How do you find the maclaurin series expansion of #ln((1+x)/(1-x))#?

1 Answer
Jul 14, 2016

#ln((1+x)/(1-x)) = 2(x + 1/(3) x^3 + 1/(5) x^5 + ...) = 2sum_(n=0)^(∞) x^(2n+1) / (2n+1)#

Explanation:

To find a Maclaurin series for #ln((1+x)/(1-x))# from scratch, we first need to take note of expressing a function as an infinite sum centered at #x= 0#.

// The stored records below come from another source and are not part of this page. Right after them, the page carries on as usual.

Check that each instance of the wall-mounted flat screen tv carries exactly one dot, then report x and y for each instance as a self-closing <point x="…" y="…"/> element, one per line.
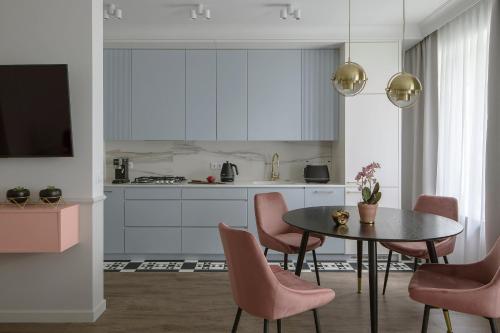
<point x="35" y="117"/>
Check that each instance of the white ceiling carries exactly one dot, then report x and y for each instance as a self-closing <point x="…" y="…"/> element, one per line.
<point x="244" y="20"/>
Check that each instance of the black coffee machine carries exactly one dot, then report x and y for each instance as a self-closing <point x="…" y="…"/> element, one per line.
<point x="227" y="173"/>
<point x="121" y="170"/>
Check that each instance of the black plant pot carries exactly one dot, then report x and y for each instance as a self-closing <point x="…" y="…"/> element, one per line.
<point x="50" y="194"/>
<point x="18" y="195"/>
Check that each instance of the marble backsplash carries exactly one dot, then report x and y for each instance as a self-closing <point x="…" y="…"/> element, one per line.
<point x="192" y="159"/>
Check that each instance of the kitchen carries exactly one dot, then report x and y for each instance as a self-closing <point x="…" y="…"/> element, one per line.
<point x="183" y="113"/>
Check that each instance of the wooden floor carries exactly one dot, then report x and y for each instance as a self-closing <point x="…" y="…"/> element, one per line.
<point x="201" y="302"/>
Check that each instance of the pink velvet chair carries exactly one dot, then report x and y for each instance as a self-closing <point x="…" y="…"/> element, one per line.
<point x="442" y="206"/>
<point x="264" y="291"/>
<point x="275" y="234"/>
<point x="472" y="288"/>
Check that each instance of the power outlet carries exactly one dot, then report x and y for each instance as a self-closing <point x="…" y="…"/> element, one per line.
<point x="214" y="165"/>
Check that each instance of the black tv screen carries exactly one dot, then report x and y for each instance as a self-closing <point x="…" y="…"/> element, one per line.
<point x="35" y="118"/>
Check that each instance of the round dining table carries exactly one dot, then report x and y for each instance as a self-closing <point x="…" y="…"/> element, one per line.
<point x="391" y="225"/>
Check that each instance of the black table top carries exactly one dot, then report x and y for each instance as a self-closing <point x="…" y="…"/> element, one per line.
<point x="390" y="224"/>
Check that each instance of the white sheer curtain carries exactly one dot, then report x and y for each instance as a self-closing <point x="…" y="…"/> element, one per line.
<point x="463" y="72"/>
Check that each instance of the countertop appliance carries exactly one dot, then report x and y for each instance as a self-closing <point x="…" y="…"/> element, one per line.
<point x="227" y="173"/>
<point x="316" y="174"/>
<point x="159" y="180"/>
<point x="121" y="170"/>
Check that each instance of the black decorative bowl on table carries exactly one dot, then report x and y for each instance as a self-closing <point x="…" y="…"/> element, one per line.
<point x="18" y="195"/>
<point x="50" y="194"/>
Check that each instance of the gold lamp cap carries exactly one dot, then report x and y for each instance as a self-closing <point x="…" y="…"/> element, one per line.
<point x="349" y="79"/>
<point x="403" y="89"/>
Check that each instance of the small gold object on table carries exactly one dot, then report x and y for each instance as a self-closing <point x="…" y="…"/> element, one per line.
<point x="341" y="217"/>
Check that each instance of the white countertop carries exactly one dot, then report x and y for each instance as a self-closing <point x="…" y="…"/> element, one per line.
<point x="236" y="184"/>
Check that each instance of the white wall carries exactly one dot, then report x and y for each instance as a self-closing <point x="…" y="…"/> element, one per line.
<point x="67" y="286"/>
<point x="192" y="159"/>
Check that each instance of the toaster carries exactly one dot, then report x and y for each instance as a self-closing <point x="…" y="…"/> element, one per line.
<point x="316" y="174"/>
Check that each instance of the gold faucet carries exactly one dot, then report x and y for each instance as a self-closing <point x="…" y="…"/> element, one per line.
<point x="275" y="173"/>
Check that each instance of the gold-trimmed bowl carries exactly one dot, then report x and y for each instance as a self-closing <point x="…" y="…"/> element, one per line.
<point x="341" y="217"/>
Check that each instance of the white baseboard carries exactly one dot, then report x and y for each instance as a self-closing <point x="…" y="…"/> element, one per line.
<point x="53" y="316"/>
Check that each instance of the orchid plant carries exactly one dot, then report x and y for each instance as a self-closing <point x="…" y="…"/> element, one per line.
<point x="368" y="185"/>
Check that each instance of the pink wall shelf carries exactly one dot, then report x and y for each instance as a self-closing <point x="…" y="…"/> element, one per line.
<point x="38" y="228"/>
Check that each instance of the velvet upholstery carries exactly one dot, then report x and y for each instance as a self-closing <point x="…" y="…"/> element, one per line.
<point x="265" y="292"/>
<point x="472" y="288"/>
<point x="442" y="206"/>
<point x="273" y="232"/>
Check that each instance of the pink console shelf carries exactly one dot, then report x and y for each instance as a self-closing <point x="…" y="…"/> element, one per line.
<point x="38" y="228"/>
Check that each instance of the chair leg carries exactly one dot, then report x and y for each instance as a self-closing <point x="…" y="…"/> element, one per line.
<point x="425" y="322"/>
<point x="493" y="325"/>
<point x="446" y="314"/>
<point x="316" y="321"/>
<point x="236" y="320"/>
<point x="316" y="267"/>
<point x="387" y="269"/>
<point x="360" y="263"/>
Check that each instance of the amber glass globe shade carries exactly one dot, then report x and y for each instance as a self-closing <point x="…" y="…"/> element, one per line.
<point x="349" y="79"/>
<point x="403" y="90"/>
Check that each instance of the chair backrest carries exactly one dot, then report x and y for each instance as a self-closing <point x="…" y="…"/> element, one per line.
<point x="252" y="282"/>
<point x="490" y="265"/>
<point x="269" y="209"/>
<point x="442" y="206"/>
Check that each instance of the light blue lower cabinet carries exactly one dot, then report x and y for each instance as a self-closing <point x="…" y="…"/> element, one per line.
<point x="153" y="240"/>
<point x="153" y="213"/>
<point x="113" y="220"/>
<point x="201" y="241"/>
<point x="209" y="213"/>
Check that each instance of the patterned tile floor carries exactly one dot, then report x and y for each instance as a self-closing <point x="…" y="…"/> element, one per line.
<point x="184" y="266"/>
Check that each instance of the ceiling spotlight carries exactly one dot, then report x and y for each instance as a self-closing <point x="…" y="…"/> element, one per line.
<point x="290" y="11"/>
<point x="200" y="10"/>
<point x="112" y="11"/>
<point x="284" y="14"/>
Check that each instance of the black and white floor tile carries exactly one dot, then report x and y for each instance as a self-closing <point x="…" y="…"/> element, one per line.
<point x="187" y="266"/>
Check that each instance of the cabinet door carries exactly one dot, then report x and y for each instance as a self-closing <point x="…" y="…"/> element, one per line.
<point x="114" y="220"/>
<point x="274" y="95"/>
<point x="372" y="134"/>
<point x="294" y="198"/>
<point x="380" y="61"/>
<point x="231" y="95"/>
<point x="201" y="95"/>
<point x="117" y="103"/>
<point x="158" y="94"/>
<point x="153" y="240"/>
<point x="320" y="102"/>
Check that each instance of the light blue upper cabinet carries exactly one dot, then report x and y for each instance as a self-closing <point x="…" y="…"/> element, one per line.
<point x="274" y="95"/>
<point x="320" y="102"/>
<point x="201" y="95"/>
<point x="117" y="103"/>
<point x="232" y="95"/>
<point x="158" y="94"/>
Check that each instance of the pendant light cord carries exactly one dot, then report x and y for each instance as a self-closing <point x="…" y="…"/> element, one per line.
<point x="403" y="42"/>
<point x="349" y="54"/>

In order to do this, we write

#f(x) = #

#f(0) + f^(1)(0)/(1!)x + f^(2)(0)/(2!)x^2 + f^(3)(0)/(3!)x^3 + ... = sum_(n=0)^(∞) f^(n)(0) x^(n) / (n!)#

This infinite sum suggests that we'd have to calculate some derivatives, which I will do for three terms - hopefully enough to spot a pattern.

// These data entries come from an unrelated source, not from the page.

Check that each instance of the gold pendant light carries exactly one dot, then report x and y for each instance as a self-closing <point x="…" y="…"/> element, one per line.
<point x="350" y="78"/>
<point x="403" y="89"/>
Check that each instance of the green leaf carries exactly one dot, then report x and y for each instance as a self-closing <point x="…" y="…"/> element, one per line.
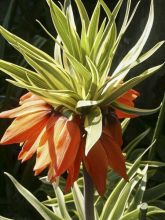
<point x="124" y="124"/>
<point x="42" y="210"/>
<point x="51" y="202"/>
<point x="61" y="203"/>
<point x="135" y="214"/>
<point x="111" y="93"/>
<point x="153" y="164"/>
<point x="154" y="193"/>
<point x="111" y="201"/>
<point x="61" y="25"/>
<point x="95" y="80"/>
<point x="78" y="201"/>
<point x="132" y="144"/>
<point x="142" y="58"/>
<point x="135" y="111"/>
<point x="83" y="13"/>
<point x="6" y="23"/>
<point x="136" y="50"/>
<point x="85" y="104"/>
<point x="138" y="197"/>
<point x="93" y="25"/>
<point x="97" y="40"/>
<point x="158" y="128"/>
<point x="53" y="74"/>
<point x="20" y="44"/>
<point x="81" y="73"/>
<point x="93" y="127"/>
<point x="120" y="205"/>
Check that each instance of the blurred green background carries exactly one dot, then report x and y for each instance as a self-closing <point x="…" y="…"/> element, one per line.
<point x="19" y="16"/>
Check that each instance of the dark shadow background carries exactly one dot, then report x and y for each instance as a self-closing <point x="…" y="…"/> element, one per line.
<point x="22" y="22"/>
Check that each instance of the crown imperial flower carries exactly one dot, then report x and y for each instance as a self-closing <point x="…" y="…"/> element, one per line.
<point x="71" y="113"/>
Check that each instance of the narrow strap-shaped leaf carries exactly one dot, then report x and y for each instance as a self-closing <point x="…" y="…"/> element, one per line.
<point x="135" y="214"/>
<point x="138" y="197"/>
<point x="154" y="193"/>
<point x="132" y="144"/>
<point x="42" y="210"/>
<point x="68" y="10"/>
<point x="79" y="201"/>
<point x="97" y="40"/>
<point x="93" y="127"/>
<point x="158" y="128"/>
<point x="5" y="24"/>
<point x="61" y="25"/>
<point x="14" y="41"/>
<point x="82" y="75"/>
<point x="142" y="58"/>
<point x="133" y="54"/>
<point x="75" y="40"/>
<point x="108" y="32"/>
<point x="84" y="40"/>
<point x="111" y="201"/>
<point x="95" y="80"/>
<point x="93" y="25"/>
<point x="110" y="94"/>
<point x="57" y="79"/>
<point x="20" y="73"/>
<point x="58" y="98"/>
<point x="122" y="200"/>
<point x="83" y="13"/>
<point x="61" y="203"/>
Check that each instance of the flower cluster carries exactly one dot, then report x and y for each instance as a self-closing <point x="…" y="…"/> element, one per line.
<point x="59" y="141"/>
<point x="71" y="113"/>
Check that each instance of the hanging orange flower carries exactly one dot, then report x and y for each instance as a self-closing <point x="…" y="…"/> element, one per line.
<point x="79" y="79"/>
<point x="59" y="145"/>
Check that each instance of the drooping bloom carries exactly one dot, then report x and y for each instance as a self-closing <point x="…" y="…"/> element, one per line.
<point x="79" y="79"/>
<point x="44" y="132"/>
<point x="59" y="142"/>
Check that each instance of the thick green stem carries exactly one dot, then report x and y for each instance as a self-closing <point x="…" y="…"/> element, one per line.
<point x="88" y="196"/>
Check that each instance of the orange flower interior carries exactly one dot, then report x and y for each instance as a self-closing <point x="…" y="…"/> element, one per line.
<point x="59" y="142"/>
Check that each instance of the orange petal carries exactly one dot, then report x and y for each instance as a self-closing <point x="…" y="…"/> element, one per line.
<point x="113" y="129"/>
<point x="96" y="163"/>
<point x="114" y="154"/>
<point x="29" y="97"/>
<point x="34" y="141"/>
<point x="74" y="170"/>
<point x="127" y="99"/>
<point x="63" y="143"/>
<point x="42" y="159"/>
<point x="22" y="128"/>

By the properties of logarithms, we have

#f(x) = ln((1+x)/(1-x)) = ln(1+x) - ln(1-x)#

Derivative calculations:

#f^(1)(x) = 1/(1+x) - (-1)/(1-x) = 1/(1+x) + 1/(1-x)#

# = (1cancel(-x)+1cancel(+x))/(1cancel(-x+x)-x^2) = 2/(1-x^2) = 2(1-x^2)^(-1)#

#f^(2)(x) =-2(1-x^2)^(-2)(-2x) = 4x(1-x^2)^(-2) = (4x)/(1-x^2)^(2)#

#f^(3)(x) =4[1(1-x^2)^(-2)+x*-2(1-x^2)^(-3)(-2x)]#

#= 4/(1-x^2)^(2) + (16x^2)/(1-x^2)^(3)#

Substituting #0# into our derivatives we get

#f(0) = 0#
#f^(1)(0) = 2#
#f^(2)(0) = 0#
#f^(3)(0) = 4#

#...#

#f^(4)(0) = 0#
#f^(5)(0) = 48#

Actually, it turns out that only odd derivatives at #x=0# give an actual value, and so to make up for a missing term, I've used a computing device to calculate the fourth and fifth derivative, as shown above.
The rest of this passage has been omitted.